The importance of vegetables in the diet has been known for centuries. The idea that the consumption of vegetables is necessary for good health, but also to avoid certain diseases, has always been known for quite some time.
However, an interesting trend is being observed: people are more and more interested in learning about the benefits of vegetables and other plant-based sources of nutrition and their overall health benefits.
Vegetables, as we know them today, actually come from the need to make food healthier and more available to the public. Thus, agricultural civilizations of old were used to eating vegetables rather than meat.
The benefits of vegetables in the diet are multiple, but they also help in controlling weight, regulating blood sugar levels, and preventing cardiovascular disease among others.

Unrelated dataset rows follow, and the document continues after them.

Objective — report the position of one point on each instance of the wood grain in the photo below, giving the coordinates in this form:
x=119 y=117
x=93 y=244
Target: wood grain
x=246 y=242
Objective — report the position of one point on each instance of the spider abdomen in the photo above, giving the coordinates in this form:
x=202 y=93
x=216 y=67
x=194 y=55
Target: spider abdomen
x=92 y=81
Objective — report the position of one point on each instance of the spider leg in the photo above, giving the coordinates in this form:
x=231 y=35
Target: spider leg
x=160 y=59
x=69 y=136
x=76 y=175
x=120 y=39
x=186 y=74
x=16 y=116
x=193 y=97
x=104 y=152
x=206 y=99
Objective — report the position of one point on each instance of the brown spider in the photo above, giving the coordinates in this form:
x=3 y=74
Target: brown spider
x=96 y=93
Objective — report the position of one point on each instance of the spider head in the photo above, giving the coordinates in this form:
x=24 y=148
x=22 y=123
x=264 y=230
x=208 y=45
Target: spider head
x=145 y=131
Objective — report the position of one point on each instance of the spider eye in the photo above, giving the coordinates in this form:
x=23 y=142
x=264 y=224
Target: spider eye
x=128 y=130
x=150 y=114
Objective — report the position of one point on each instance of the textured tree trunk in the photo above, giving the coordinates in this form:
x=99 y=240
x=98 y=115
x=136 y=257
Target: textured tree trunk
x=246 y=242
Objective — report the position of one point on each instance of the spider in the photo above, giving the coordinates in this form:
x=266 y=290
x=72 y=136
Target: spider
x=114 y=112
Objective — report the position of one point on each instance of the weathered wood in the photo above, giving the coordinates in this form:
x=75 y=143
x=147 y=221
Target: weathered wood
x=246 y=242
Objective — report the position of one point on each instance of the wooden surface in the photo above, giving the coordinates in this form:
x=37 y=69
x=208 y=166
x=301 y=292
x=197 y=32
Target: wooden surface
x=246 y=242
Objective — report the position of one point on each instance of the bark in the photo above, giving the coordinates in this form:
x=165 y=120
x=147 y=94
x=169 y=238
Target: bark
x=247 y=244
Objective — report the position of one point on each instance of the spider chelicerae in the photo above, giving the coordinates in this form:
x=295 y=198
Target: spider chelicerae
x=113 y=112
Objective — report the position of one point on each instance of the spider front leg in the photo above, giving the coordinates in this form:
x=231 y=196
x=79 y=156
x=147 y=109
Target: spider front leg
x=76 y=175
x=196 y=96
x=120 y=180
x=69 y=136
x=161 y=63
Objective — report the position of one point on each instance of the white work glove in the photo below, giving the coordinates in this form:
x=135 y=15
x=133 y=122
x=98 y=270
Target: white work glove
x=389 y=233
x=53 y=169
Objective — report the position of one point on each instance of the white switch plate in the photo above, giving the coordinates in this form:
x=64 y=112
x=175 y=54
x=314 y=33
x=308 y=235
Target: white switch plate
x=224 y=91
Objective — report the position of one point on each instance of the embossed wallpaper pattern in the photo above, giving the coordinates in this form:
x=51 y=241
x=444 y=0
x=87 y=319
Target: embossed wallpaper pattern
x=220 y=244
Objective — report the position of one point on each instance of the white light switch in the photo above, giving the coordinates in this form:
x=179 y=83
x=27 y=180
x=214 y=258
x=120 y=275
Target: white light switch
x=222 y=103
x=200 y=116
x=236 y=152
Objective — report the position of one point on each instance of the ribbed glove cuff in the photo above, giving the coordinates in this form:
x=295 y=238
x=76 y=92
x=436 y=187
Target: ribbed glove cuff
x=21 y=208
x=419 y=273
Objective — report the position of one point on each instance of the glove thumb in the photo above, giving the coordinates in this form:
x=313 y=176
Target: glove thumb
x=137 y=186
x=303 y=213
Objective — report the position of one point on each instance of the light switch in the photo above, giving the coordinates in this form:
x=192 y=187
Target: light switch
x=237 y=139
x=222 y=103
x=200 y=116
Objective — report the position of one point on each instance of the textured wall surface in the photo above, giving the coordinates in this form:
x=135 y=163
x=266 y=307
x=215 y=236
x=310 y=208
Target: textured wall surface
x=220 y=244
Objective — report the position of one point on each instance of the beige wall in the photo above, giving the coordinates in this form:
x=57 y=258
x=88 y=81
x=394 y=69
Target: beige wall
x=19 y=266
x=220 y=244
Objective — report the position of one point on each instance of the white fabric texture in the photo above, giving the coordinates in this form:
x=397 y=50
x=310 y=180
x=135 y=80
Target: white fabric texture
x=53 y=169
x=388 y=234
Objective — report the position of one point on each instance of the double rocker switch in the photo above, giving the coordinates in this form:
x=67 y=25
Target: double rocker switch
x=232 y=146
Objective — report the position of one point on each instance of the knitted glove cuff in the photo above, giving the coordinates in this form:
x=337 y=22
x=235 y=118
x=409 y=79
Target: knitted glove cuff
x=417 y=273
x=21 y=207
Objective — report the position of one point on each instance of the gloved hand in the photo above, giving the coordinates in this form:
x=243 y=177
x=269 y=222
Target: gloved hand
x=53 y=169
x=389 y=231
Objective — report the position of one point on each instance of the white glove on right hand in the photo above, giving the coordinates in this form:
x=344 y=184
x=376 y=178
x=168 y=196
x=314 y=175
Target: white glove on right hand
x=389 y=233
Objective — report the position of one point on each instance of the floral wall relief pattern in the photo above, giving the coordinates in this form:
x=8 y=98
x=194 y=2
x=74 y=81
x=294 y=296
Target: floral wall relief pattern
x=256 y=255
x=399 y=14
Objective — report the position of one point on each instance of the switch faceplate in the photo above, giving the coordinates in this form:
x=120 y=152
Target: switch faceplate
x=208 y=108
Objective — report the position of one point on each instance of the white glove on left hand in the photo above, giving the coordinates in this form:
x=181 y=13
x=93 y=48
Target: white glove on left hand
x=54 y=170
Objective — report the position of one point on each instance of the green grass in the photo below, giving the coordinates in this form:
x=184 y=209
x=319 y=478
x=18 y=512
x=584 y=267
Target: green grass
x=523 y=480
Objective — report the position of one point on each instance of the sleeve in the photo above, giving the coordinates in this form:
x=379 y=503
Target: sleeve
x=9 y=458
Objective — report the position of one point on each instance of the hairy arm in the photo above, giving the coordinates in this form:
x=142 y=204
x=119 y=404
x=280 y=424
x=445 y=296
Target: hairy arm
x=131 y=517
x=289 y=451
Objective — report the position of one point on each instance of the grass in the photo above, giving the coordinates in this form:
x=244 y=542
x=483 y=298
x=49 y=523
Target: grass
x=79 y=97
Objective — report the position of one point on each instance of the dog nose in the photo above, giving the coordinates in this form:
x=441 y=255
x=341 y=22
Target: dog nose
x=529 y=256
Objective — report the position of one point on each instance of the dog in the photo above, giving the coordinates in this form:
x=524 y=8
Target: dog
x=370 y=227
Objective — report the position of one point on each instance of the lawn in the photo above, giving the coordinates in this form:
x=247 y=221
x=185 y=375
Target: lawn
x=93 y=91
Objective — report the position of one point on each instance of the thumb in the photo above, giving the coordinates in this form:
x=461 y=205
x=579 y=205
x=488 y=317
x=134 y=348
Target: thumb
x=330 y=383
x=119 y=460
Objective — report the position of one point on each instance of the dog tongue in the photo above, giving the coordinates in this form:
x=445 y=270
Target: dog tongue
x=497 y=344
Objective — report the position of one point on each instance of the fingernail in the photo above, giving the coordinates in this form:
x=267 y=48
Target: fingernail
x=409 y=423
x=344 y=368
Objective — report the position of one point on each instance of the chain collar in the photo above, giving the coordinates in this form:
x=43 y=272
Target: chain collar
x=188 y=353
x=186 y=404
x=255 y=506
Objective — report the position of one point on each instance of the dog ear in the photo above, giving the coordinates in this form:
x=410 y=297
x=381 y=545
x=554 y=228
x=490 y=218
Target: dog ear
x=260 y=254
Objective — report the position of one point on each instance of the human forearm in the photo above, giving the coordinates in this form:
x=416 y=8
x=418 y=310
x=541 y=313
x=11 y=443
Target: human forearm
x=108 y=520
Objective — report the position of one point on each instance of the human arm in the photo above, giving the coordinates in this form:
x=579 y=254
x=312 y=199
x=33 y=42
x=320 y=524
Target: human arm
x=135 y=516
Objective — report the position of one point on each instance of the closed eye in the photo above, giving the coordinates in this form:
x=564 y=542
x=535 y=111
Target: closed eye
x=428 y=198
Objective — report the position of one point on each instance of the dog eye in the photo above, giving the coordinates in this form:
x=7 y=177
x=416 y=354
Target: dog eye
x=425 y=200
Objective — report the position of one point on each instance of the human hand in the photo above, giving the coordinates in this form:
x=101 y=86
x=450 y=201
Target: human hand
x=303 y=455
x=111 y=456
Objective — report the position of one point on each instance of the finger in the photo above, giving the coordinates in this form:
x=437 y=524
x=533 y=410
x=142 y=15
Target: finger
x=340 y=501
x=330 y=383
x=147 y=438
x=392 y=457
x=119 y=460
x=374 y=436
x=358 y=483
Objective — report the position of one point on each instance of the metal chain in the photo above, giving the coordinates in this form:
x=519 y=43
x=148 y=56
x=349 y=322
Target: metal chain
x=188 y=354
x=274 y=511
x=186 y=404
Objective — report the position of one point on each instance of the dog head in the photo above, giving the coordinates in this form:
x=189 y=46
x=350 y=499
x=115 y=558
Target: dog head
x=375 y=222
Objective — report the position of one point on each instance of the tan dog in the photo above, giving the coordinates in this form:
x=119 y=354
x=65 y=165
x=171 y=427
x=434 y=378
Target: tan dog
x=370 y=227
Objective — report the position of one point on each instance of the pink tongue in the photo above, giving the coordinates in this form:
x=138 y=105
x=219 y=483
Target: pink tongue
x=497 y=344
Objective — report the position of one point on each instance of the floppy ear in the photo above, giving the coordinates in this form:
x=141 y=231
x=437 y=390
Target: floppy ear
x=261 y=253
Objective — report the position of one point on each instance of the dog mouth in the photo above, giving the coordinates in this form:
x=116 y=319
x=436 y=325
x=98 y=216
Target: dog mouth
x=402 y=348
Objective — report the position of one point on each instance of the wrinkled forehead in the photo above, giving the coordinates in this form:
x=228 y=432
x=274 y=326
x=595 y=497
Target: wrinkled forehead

In order to do this, you must eat a variety of vegetables rich in all kinds of nutrients. It is therefore important to know which ones are most beneficial for health and how they can be integrated into your daily diet. A good suggestion would be the following: every day at lunch or dinner, add a portion of vegetables to your plate!
The Harvard School of Public Health’s latest dietary guidelines call for
five to thirteen servings of fruits and vegetables a day (2½ to 6½ cups per
day), depending on one’s caloric intake. For a person who needs 2,000
calories a day to maintain weight and health, this translates into nine servings, or 4½ cups, per day (2 cups of fruit and 2½ cups of vegetables).